I am a fiber artist and visual storyteller, piecing together personal stories through hand embroidery. I explore family relationships, the arc of generations and mechanisms of change through an intimate lens, challenging social mores, societal expectations and class structures.
I was born in Brooklyn, N.Y. on January 25th, 1942, the first born to upwardly mobile parents, who were children of Eastern European immigrants. I was raised to be a wife and mother. In the summer of 1962 I fulfilled their goal for me and became the perfect “fifties” wife. By the time the cultural revolution of the “sixties” had firmly taken root, I was the bewildered mother of three young sons.
It was 1969, America had landed a man on the Moon, and there was Woodstock, hippies, free love, Vietnam, civil rights, women’s rights and mind-altering drugs. I began asking myself, “Is this all there is?”
Before long with my boys tucked amid boxes of books, toys and Twinkie snack cakes, while “yellow submarine” blared from the radio, I backed out the driveway of my suburban Los Angeles home and fled to Northern California to live in a Tipi.
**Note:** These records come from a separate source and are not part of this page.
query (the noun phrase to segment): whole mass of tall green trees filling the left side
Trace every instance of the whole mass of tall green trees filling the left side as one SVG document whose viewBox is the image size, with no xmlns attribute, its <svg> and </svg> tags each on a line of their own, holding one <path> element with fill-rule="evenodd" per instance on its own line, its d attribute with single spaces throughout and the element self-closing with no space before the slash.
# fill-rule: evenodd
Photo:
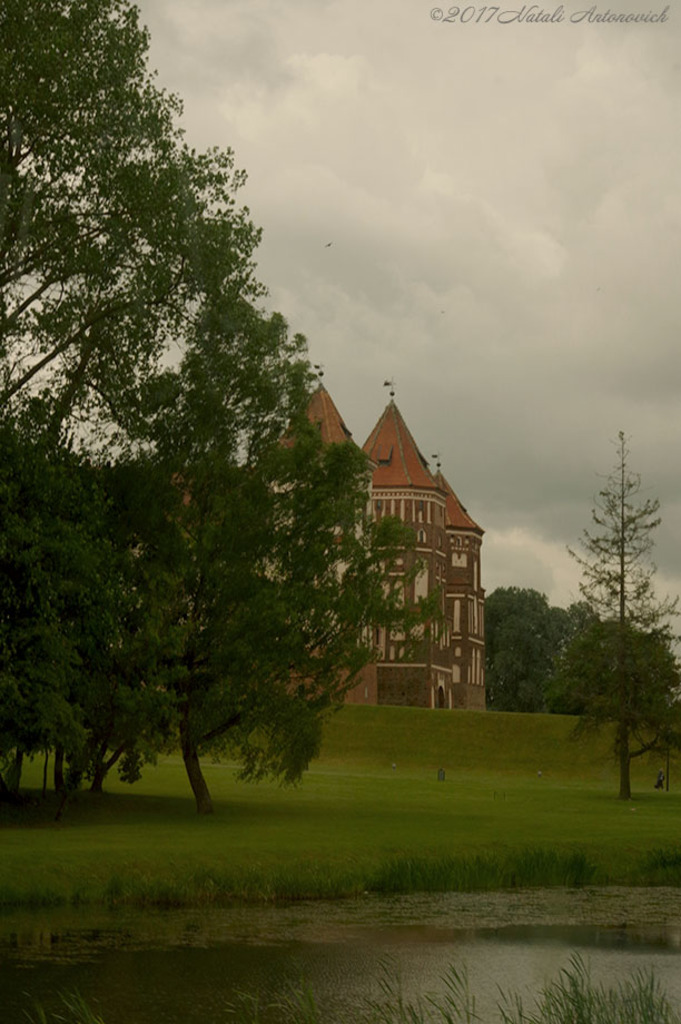
<svg viewBox="0 0 681 1024">
<path fill-rule="evenodd" d="M 66 800 L 172 746 L 208 813 L 202 755 L 296 779 L 408 628 L 408 538 L 307 422 L 244 174 L 147 49 L 127 0 L 0 9 L 0 798 L 26 757 Z"/>
</svg>

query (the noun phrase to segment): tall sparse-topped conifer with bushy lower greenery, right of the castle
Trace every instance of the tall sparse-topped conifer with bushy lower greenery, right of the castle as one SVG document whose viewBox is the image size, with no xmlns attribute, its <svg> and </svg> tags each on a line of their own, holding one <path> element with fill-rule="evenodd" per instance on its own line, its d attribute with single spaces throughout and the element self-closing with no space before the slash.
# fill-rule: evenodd
<svg viewBox="0 0 681 1024">
<path fill-rule="evenodd" d="M 568 650 L 564 673 L 574 680 L 585 724 L 614 724 L 620 799 L 631 799 L 631 762 L 670 742 L 676 730 L 678 668 L 669 616 L 676 601 L 655 599 L 650 559 L 659 502 L 641 497 L 621 431 L 616 462 L 599 493 L 594 531 L 583 535 L 582 594 L 600 622 Z"/>
</svg>

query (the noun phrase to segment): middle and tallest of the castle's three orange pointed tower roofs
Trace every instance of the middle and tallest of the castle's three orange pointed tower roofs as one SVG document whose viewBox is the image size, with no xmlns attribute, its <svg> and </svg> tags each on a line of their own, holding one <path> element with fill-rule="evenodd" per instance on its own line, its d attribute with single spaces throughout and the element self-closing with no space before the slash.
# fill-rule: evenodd
<svg viewBox="0 0 681 1024">
<path fill-rule="evenodd" d="M 390 401 L 372 430 L 364 451 L 376 464 L 375 487 L 418 487 L 437 490 L 435 478 L 402 415 Z"/>
</svg>

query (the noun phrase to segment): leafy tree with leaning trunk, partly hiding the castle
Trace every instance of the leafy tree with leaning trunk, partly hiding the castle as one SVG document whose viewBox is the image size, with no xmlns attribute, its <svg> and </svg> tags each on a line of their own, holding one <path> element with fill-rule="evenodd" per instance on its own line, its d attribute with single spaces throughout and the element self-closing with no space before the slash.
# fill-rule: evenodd
<svg viewBox="0 0 681 1024">
<path fill-rule="evenodd" d="M 295 781 L 373 656 L 370 628 L 407 615 L 386 587 L 406 528 L 368 521 L 364 453 L 324 445 L 307 421 L 301 340 L 286 341 L 280 317 L 247 321 L 226 330 L 218 316 L 193 338 L 168 372 L 155 444 L 128 467 L 130 494 L 147 495 L 140 566 L 148 586 L 163 581 L 155 685 L 173 696 L 200 813 L 212 811 L 204 754 L 228 750 L 244 778 Z"/>
</svg>

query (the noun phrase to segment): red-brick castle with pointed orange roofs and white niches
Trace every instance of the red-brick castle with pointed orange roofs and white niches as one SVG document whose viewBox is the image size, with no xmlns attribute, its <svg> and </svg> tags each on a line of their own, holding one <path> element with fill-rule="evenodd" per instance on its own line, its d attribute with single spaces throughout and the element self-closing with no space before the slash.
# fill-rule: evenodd
<svg viewBox="0 0 681 1024">
<path fill-rule="evenodd" d="M 327 443 L 352 435 L 327 389 L 310 399 L 309 419 Z M 471 519 L 439 466 L 433 474 L 394 400 L 390 399 L 364 445 L 371 467 L 370 501 L 375 518 L 398 516 L 416 535 L 414 551 L 397 562 L 421 570 L 408 585 L 407 600 L 439 593 L 443 614 L 437 630 L 407 651 L 403 637 L 377 628 L 377 660 L 348 692 L 351 703 L 483 710 L 484 590 L 480 582 L 483 530 Z"/>
</svg>

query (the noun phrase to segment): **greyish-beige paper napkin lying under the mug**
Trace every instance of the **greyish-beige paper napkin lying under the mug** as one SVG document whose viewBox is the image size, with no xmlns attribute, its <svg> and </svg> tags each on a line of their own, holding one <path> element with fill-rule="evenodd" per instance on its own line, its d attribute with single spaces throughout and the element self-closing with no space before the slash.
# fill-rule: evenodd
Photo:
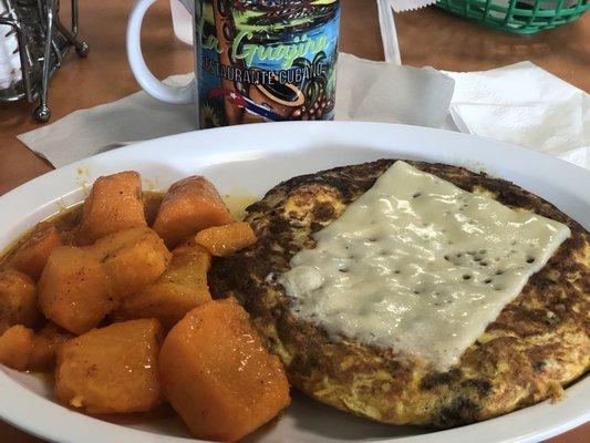
<svg viewBox="0 0 590 443">
<path fill-rule="evenodd" d="M 166 81 L 186 84 L 190 76 Z M 432 68 L 398 66 L 341 53 L 335 116 L 438 127 L 448 114 L 453 83 Z M 76 111 L 19 140 L 60 167 L 125 143 L 192 131 L 196 121 L 193 105 L 170 105 L 137 92 Z"/>
</svg>

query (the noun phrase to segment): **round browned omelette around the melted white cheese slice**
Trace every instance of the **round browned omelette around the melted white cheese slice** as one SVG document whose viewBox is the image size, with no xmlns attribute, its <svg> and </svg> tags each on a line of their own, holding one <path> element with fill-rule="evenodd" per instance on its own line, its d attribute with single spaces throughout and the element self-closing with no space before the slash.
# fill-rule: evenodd
<svg viewBox="0 0 590 443">
<path fill-rule="evenodd" d="M 214 297 L 234 297 L 245 306 L 291 384 L 379 422 L 451 427 L 559 398 L 590 364 L 590 235 L 550 203 L 486 174 L 408 162 L 460 189 L 560 222 L 571 235 L 456 364 L 441 370 L 393 348 L 334 338 L 296 315 L 276 276 L 289 271 L 300 250 L 313 249 L 314 233 L 337 220 L 393 163 L 338 167 L 269 190 L 247 208 L 258 243 L 214 264 Z"/>
</svg>

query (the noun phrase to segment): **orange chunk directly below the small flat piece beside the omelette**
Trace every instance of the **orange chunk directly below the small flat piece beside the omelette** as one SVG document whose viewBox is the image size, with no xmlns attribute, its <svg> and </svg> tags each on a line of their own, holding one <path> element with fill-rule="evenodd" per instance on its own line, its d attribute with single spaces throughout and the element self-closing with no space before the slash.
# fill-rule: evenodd
<svg viewBox="0 0 590 443">
<path fill-rule="evenodd" d="M 156 282 L 127 297 L 115 311 L 116 319 L 157 318 L 169 329 L 185 313 L 211 299 L 207 272 L 211 258 L 198 246 L 173 250 L 166 271 Z"/>
</svg>

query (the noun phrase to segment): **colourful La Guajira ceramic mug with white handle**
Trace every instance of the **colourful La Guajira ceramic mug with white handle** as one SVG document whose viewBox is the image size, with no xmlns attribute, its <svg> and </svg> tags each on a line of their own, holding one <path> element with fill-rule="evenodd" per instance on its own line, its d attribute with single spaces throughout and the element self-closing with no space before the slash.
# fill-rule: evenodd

I left behind my husband, financial security and the only lifestyle I had ever known. This was the defining moment of my life.
I call my generation “The Swing Generation”. We are not baby boomers, nor do we remember World War II. Rather we swing between the two on a wild ride through changing times.. I don’t want us to be forgotten.
I draw inspiration from my paternal great grandmother Rose, who was a seamstress in the summer palace of Franz Joseph during the Ottoman Empire, and my father, Lew, who was a haberdasher to the stars in Beverly Hills. The Bayeaux Tapestry, as well as historical American samplers.